In comments the OP clarified that he locates the text value from the table in a pdf file he wants to extract
By providing X and Y co-ordinates
Thus, while the question initially sounded like generic extraction of tabular data from PDFs (which can be difficult at least), it actually is essentially about extracting the text from a rectangular region on a page given by coordinates.
This is possible using either of the libraries you mentioned (and surely others, too).
iText
To restrict the region from which you want to extract text, you can use the RegionTextRenderFilter
in a FilteredTextRenderListener
, e.g.:
/**
* Parses a specific area of a PDF to a plain text file.
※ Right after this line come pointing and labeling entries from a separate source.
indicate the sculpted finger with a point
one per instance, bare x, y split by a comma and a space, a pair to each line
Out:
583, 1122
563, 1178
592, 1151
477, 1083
* @param pdf the original PDF
* @param txt the resulting text
* @throws IOException
*/
public void parsePdf(String pdf, String txt) throws IOException {
PdfReader reader = new PdfReader(pdf);
PrintWriter out = new PrintWriter(new FileOutputStream(txt));
Rectangle rect = new Rectangle(70, 80, 490, 580);
RenderFilter filter = new RegionTextRenderFilter(rect);
TextExtractionStrategy strategy;
for (int i = 1; i <= reader.getNumberOfPages(); i++) {
strategy = new FilteredTextRenderListener(new LocationTextExtractionStrategy(), filter);
out.println(PdfTextExtractor.getTextFromPage(reader, i, strategy));
}
out.flush();
out.close();
reader.close();
}
(ExtractPageContentArea sample from iText in Action, 2nd edition)
Beware, though, iText extracts text based on the basic text chunks in the content stream, not based on each individual glyph in such a chunk. Thus, the whole chunk is processed if only the tiniest part of it is in the area.
This may or may not suit you.
If you run into the problem that more is extracted than you wanted, you should split the chunks into their constituting glyphs beforehand. This stackoverflow answer explains how to do that.
PDFBox
To restrict the region from which you want to extract text, you can use the PDFTextStripperByArea
, e.g.:
PDDocument document = PDDocument.load( args[0] );
if( document.isEncrypted() )
{
document.decrypt( "" );
}
PDFTextStripperByArea stripper = new PDFTextStripperByArea();
stripper.setSortByPosition( true );
Rectangle rect = new Rectangle( 10, 280, 275, 60 );
stripper.addRegion( "class1", rect );
List allPages = document.getDocumentCatalog().getAllPages();
PDPage firstPage = (PDPage)allPages.get( 0 );
stripper.extractRegions( firstPage );
System.out.println( "Text in the area:" + rect );
System.out.println( stripper.getTextForRegion( "class1" ) );
(ExtractTextByArea from the PDFBox 1.8.8 examples)